EditorialsPREMIUM

EDITORIAL: Avoiding a return to the dreaded greylist

Getting onto the greylist was a self-inflicted wound in the first place

Treasury adviser Ismail Momoniat is optimistic SA will exit the Financial Action Task Force’s money-laundering 'greylist' by October.   Picture: TREVOR SAMSON
Treasury adviser Ismail Momoniat. Picture: TREVOR SAMSON

After a lot of hard work, SA has been removed from the greylist. This is a list of nations with weak financial systems that can easily be manipulated to enable money-laundering and terror financing.

However, staying off that list will require even more hard work and vigilance. So too will the challenge of restoring SA to an investment-grade country.

For two years, the government has been working tirelessly to get off this dreadful list. It leant on one of its trusted veterans, Ismail Momoniat, to come out of retirement to lead the national effort to get SA off this list of rogues.

As well as being surrounded by a crack team of public servants, Momoniat worked in partnership with SA’s private sector through Business for SA, the implementation agency of Business Unity SA.

This focused work finally paid off. A week ago, the Financial Action Task Force (FATF), the global watchdog for money-laundering, terror financing and the financing of dangerous weapons, removed SA from the greylist. Being on the greylist suggests that a country’s systems are vulnerable to any of these risks.

The government and business deserve to be commended for this achievement.

But it has to be remembered that getting onto the list was a self-inflicted wound in the first place. The government had had ample time to avoid that costly shame.

During the fifth administration under Jacob Zuma, the docile National Assembly succumbed to the pressure of ANC enforcers who slow-rolled laws that required more financial scrutiny of individuals and entities deemed to be risky.

When Zuma was ousted in the bloodless coup of February 2018, it was too late to convince the task force that SA was serious about strengthening its well-regarded financial system against terrorists and other undesirables. Greylisting became inevitable.

Three other factors conspired to create a wider perfect storm: 2023 became the worst year of load-shedding; Transnet, the freight logistics monopoly, nearly collapsed; and crime and corruption surged even after state capture.

Worse, two years after former chief justice Raymond Zondo submitted his recommendations on how to prevent another round of state capture and huge corruption, none of the people he implicated are in jail or convicted. Only a handful are facing criminal prosecution.

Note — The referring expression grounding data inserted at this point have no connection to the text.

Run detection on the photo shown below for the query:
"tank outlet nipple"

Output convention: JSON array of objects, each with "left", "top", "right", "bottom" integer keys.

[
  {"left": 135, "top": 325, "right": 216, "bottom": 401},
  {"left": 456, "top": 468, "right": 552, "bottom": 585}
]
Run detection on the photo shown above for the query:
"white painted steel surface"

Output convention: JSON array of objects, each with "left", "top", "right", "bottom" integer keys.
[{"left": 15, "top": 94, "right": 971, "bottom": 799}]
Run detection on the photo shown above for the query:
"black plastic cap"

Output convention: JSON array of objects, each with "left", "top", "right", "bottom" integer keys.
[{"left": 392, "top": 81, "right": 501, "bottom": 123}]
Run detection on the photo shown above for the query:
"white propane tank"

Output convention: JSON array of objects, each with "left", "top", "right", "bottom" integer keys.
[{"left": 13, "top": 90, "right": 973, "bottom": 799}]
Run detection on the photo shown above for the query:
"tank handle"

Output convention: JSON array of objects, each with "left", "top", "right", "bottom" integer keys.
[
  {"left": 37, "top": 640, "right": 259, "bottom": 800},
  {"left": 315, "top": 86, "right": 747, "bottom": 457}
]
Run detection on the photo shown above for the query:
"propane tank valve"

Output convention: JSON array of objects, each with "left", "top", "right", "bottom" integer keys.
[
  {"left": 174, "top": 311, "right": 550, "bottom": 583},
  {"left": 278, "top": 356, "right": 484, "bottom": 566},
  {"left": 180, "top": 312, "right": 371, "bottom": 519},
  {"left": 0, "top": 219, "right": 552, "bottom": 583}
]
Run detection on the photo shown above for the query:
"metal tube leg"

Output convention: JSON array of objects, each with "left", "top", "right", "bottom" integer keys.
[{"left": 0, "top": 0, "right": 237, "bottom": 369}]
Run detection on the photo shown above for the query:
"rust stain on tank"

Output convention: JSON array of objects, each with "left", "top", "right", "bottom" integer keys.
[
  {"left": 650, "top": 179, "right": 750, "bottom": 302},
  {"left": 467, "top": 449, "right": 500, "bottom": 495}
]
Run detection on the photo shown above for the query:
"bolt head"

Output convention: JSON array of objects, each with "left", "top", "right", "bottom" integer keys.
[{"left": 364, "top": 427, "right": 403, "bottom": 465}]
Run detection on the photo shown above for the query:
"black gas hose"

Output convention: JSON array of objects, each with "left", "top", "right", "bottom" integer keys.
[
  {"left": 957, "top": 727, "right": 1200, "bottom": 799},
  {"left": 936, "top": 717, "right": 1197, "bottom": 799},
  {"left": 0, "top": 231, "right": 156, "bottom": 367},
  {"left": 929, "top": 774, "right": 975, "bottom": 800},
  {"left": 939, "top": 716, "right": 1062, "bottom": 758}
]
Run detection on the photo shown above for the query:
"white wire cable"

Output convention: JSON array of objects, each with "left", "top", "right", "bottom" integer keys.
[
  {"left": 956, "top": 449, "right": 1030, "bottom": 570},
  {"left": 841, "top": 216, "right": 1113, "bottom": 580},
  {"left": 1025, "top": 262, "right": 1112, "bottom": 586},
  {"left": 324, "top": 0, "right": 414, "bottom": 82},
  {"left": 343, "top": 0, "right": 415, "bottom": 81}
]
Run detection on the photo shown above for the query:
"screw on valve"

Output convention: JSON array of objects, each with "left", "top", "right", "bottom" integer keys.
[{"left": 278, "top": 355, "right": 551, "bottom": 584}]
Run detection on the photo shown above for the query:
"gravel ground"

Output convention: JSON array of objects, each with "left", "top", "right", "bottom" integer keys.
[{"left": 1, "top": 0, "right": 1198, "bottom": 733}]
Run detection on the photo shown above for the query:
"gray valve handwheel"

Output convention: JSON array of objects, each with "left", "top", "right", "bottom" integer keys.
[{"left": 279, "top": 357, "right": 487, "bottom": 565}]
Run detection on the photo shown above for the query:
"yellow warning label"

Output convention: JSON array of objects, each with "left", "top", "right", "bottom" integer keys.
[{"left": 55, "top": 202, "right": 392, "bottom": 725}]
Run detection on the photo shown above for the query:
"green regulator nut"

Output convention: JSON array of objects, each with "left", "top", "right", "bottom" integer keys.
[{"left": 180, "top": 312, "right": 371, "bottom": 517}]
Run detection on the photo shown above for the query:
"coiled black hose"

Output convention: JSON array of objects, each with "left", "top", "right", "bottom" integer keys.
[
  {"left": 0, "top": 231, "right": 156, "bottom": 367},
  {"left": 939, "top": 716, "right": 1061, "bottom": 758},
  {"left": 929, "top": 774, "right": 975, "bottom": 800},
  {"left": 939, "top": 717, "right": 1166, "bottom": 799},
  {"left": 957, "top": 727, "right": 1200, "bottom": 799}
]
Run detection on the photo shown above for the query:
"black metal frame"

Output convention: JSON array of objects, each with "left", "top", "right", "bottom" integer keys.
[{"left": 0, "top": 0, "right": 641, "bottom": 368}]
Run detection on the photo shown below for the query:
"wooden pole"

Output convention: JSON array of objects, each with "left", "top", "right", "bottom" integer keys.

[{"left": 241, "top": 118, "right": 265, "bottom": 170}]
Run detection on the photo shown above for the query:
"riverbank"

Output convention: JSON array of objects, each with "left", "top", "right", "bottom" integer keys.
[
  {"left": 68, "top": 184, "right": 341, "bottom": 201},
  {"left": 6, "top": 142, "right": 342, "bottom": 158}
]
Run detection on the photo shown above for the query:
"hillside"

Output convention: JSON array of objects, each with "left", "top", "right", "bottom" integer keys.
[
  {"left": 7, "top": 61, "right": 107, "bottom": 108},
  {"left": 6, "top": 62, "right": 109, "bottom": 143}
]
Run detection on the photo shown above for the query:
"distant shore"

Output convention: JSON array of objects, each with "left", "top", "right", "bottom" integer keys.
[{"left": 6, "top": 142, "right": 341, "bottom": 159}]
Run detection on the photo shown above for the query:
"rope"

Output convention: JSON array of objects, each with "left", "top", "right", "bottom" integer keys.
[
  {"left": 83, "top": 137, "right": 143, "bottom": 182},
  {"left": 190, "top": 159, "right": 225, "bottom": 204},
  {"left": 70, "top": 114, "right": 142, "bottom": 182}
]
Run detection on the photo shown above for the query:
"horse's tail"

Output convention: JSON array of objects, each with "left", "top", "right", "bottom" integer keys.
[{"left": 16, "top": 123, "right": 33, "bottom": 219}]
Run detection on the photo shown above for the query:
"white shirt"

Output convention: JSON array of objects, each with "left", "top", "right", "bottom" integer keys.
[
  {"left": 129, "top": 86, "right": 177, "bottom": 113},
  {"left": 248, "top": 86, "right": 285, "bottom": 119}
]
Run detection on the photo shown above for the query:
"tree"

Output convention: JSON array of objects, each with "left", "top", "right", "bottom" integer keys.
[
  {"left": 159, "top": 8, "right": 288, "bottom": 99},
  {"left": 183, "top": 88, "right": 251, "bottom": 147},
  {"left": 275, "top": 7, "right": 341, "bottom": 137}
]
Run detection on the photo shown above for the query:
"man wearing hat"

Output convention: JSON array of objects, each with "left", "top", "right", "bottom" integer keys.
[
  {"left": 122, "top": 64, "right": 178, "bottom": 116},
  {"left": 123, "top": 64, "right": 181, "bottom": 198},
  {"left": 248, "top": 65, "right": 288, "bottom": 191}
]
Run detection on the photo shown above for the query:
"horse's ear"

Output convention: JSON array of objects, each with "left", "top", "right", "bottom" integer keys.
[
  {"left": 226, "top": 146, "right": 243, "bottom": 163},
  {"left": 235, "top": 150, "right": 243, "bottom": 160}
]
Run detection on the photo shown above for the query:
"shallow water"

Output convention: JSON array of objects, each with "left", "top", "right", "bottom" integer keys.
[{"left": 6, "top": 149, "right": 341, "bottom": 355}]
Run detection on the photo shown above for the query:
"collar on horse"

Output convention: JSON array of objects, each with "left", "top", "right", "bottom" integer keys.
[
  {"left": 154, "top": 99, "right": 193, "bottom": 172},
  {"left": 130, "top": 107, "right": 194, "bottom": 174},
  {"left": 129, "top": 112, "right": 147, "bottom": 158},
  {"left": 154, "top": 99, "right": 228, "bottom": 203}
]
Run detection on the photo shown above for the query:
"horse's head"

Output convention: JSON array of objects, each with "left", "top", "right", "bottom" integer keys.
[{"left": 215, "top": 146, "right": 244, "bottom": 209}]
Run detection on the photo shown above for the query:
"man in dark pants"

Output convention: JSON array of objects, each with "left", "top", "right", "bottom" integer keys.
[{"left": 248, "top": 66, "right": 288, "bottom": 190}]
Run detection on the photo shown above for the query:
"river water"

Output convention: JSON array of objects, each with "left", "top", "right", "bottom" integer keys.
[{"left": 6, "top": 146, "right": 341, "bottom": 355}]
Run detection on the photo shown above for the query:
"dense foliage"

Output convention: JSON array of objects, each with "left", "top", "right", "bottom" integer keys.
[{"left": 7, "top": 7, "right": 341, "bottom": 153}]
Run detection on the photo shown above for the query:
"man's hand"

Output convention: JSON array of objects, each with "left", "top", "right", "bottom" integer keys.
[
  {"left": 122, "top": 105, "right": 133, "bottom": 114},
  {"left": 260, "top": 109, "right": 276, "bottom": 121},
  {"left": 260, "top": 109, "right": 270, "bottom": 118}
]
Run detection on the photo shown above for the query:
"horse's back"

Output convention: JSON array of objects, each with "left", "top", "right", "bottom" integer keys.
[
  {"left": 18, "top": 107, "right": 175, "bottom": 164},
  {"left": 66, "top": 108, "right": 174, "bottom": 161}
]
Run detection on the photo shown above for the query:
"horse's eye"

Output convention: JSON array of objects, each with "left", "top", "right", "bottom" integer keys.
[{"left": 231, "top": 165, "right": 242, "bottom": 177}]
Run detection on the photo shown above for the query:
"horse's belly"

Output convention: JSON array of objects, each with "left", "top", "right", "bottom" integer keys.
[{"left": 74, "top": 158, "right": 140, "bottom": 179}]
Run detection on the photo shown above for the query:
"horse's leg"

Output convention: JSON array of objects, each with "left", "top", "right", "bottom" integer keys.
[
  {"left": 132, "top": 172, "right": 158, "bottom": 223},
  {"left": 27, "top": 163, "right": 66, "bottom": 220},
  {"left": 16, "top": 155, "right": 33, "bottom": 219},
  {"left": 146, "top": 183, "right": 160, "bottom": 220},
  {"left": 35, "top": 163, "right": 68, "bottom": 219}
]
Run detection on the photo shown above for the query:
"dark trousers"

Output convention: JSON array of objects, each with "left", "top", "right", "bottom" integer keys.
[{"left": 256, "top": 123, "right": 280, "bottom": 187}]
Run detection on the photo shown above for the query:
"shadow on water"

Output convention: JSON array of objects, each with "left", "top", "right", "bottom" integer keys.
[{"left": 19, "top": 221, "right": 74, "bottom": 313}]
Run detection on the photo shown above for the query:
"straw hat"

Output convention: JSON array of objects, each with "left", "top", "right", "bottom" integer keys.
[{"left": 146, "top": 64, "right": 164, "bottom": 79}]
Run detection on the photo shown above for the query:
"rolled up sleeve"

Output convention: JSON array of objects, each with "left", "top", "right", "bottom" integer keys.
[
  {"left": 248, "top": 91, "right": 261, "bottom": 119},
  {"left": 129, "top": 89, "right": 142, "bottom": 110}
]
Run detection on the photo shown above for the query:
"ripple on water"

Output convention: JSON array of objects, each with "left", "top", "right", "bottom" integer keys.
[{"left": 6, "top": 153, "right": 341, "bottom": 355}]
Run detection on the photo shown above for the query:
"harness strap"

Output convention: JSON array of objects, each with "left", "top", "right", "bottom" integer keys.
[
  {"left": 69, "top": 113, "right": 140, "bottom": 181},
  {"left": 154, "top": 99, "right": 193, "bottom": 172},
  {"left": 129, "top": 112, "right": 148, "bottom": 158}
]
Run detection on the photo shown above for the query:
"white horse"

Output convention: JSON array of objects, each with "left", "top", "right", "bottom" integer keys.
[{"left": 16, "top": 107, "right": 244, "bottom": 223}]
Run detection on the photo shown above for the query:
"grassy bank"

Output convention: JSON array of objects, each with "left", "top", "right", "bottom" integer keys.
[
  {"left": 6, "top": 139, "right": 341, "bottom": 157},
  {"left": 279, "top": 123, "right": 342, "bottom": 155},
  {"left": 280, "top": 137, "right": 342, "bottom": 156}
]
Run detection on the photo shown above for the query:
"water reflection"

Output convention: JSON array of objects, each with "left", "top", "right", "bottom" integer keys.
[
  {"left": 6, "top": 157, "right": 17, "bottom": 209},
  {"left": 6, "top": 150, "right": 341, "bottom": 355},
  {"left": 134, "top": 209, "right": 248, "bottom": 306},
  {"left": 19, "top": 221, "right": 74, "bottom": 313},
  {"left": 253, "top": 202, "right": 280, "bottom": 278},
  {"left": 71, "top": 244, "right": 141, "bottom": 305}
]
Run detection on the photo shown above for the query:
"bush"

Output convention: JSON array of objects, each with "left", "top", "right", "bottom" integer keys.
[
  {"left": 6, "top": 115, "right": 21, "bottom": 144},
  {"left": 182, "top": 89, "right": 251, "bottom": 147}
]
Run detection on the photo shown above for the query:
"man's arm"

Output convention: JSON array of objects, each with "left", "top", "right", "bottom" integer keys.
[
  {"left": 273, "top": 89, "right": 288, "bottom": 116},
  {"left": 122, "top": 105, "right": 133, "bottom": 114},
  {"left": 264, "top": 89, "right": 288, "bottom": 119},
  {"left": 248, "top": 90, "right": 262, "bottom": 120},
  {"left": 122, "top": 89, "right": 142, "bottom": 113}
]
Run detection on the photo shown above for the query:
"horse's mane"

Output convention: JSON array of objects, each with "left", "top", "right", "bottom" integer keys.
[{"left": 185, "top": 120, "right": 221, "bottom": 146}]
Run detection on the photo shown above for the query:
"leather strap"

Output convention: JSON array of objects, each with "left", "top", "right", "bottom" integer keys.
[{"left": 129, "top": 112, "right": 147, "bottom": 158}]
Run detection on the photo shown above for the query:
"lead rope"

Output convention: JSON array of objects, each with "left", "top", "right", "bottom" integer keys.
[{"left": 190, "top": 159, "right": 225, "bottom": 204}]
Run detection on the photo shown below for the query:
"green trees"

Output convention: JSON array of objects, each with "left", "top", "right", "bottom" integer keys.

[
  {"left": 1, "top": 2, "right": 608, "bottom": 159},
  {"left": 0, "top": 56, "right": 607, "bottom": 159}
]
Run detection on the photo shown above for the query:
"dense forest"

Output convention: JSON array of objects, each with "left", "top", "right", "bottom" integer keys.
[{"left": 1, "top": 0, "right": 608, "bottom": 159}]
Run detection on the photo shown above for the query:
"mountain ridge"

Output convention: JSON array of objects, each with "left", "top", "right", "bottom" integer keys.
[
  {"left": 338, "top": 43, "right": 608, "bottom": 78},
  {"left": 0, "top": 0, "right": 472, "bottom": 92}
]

All these factors, including a weak, incapable state, have made SA lose its investment-grade status. Despite all the efforts, the country is still considered junk. Not enough investors are willing to invest in factories, mines and the real economy to help the country tackle its poverty, unemployment and inequality.

In the past month or so, South Africans have witnessed a glimpse of the grand sleaze in the criminal justice system as part of two inquiries — one in an ad hoc parliamentary committee and another through a judicial commission of inquiry, or the Madlanga commission.

In a startling disclosure, an anonymous witness — a police investigator — testified last week that Shadrack Sibiya, the suspended deputy national police commissioner, was gifted a cash sum of R300,000 for his son’s wedding by a murder suspect who is awaiting trial.

In a well-regulated financial system, such amounts ought to be moved through the banking system, definitely not in hard cash.

While the country should be relieved at being removed from the greylist, it shouldn’t be complacent. It should urgently attend to the red flags and remaining challenges.

In 2018, there was much hope that Shamila Batohi, the national director of public prosecutions, would clean up the National Prosecuting Authority and prosecute most of state capture perpetrators. Alas, this has not happened.

Poor prosecutions were among the reasons for SA’s greylisting.

In a month, Batohi will retire after an underwhelming term.

In a year, the task force will be back in SA to review progress. It needs to find a country with demonstrable progress, not a plan.